L’Indipendente, 21/11/2004 pag. 1, 2-3, 21 novembre 2004
Nel 79 d.C. Pompei è ancora una città in via di ricostruzione. A mezzogiorno del 5 febbraio del 63, infatti, una forte scossa di terremoto aveva raso al suolo gran parte della città: era crollato il tempio di Giove coi suoi colonnati, come pure il tempio di Apollo e tutti gli edifici intorno alla piazza centrale, la Basilica, il tempio di Iside (si credeva che la divinità egizia proteggesse i naviganti)

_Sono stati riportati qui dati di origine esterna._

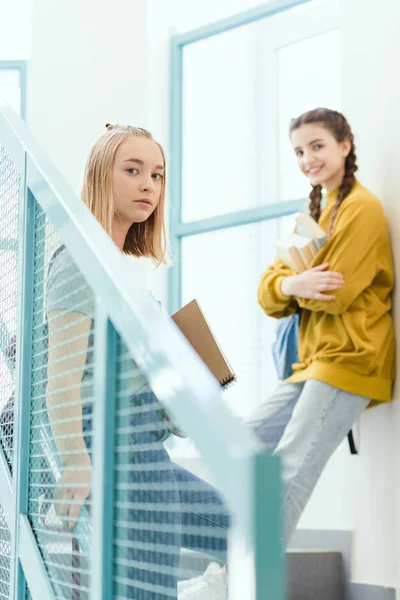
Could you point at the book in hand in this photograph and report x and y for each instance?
(193, 324)
(299, 249)
(305, 225)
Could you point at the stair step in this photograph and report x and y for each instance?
(315, 575)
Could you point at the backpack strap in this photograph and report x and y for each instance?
(352, 445)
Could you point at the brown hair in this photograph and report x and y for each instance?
(336, 123)
(143, 239)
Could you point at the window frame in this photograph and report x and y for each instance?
(321, 18)
(21, 66)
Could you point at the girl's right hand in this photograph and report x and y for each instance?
(73, 488)
(313, 283)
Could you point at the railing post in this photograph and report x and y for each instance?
(103, 469)
(268, 533)
(22, 408)
(256, 566)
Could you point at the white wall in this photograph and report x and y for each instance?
(371, 46)
(15, 29)
(89, 65)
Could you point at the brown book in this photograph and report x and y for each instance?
(305, 225)
(192, 322)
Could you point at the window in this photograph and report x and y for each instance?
(10, 87)
(240, 89)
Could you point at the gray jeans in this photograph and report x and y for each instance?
(304, 423)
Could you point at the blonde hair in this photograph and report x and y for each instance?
(143, 239)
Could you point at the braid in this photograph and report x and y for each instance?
(347, 183)
(315, 202)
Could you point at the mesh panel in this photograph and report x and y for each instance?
(9, 206)
(168, 524)
(62, 377)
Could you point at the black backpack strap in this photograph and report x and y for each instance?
(352, 445)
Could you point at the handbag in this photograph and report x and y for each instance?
(285, 353)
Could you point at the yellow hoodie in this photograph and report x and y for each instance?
(348, 342)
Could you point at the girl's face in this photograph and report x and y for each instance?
(319, 156)
(138, 174)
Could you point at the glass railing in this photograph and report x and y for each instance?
(82, 341)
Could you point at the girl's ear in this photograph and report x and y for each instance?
(346, 147)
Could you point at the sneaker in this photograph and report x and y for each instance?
(209, 586)
(212, 569)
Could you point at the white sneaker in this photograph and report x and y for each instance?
(212, 569)
(209, 586)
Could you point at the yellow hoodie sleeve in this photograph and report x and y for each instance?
(270, 297)
(354, 250)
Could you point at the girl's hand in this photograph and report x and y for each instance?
(73, 488)
(313, 283)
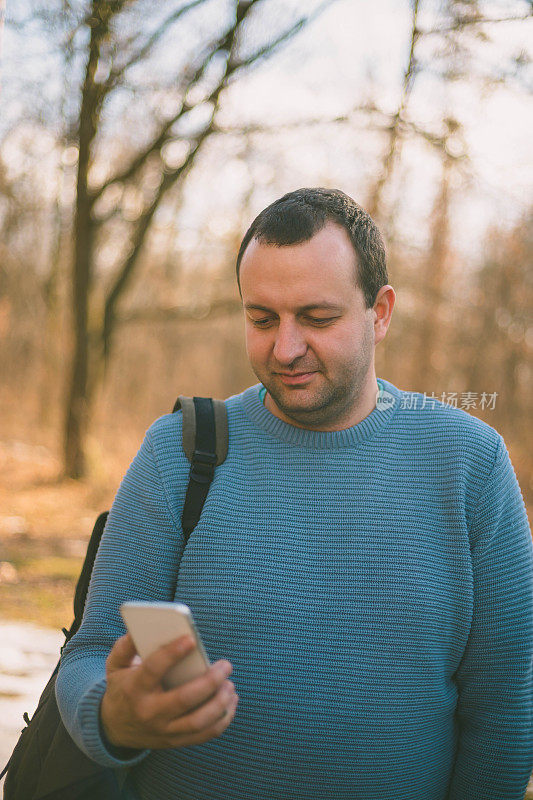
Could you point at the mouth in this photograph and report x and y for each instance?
(295, 378)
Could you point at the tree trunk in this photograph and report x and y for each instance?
(77, 404)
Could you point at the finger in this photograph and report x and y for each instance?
(151, 671)
(121, 654)
(223, 722)
(194, 693)
(207, 715)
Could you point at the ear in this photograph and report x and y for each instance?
(382, 309)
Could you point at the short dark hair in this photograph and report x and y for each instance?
(298, 215)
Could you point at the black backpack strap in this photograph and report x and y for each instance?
(205, 443)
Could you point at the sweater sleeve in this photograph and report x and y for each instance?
(137, 559)
(495, 679)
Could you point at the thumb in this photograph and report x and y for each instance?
(122, 654)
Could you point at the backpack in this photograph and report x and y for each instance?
(46, 764)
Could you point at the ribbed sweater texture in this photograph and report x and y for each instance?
(372, 587)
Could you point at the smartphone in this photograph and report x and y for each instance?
(152, 625)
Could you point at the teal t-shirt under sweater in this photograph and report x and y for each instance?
(372, 588)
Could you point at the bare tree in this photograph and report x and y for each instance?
(111, 57)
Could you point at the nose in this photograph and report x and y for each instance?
(290, 343)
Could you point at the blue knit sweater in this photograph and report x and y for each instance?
(372, 588)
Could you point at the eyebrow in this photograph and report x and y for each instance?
(308, 307)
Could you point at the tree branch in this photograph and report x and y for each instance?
(116, 74)
(181, 313)
(463, 23)
(289, 34)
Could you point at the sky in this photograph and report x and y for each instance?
(353, 51)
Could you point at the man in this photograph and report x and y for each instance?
(364, 567)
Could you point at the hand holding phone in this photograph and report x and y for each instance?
(153, 625)
(138, 711)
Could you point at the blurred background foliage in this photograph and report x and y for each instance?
(138, 141)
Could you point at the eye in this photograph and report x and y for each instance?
(321, 320)
(264, 322)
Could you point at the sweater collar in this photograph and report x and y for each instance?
(386, 406)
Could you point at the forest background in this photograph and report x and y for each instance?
(137, 142)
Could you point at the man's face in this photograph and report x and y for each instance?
(309, 335)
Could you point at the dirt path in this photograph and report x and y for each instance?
(27, 657)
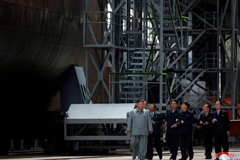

Nel 79 d.C. Pompei è ancora una città in via di ricostruzione. A mezzogiorno del 5 febbraio del 63, infatti, una forte scossa di terremoto aveva raso al suolo gran parte della città: era crollato il tempio di Giove coi suoi colonnati, come pure il tempio di Apollo e tutti gli edifici intorno alla piazza centrale, la Basilica, il tempio di Iside (si credeva che la divinità egizia proteggesse i naviganti). Inagibili i due teatri della città, di cui uno coperto. Malridotte le terme. Grazie però ai finanziamenti di Roma, la città pare rinascere ancora più lussuosa di prima, anche se nessuno s’interroga sulla causa della catastrofe. Aiutano nella ricostruzione di Pompei anche i cittadini più ricchi. Per esempio un facoltoso liberto, rampollo della gente Popidia (tra le più altolocate della città) fa ricostruire il tempio di Iside a sue spese, in nome del figlioletto di sei anni. Come ricompensa il fanciullo viene elevato dal senato della città, con la carica di consigliere municipale (si tratta di un riconoscimento onorifico, visto che il bambino avrebbe potuto ricoprire la carica solo all’età di trent’anni). I ricchi si fanno ricostruire case sempre più sfarzose e finemente affrescate, ogni stanza è decorata secondo l’uso: quelle dove si ricevono gli ospiti con scene mitologiche, atri e porticati che chiudevano i giardini con paesaggi e soggetti rustici, i triclini, dove si mangia, con nature morte di frutta e verdura.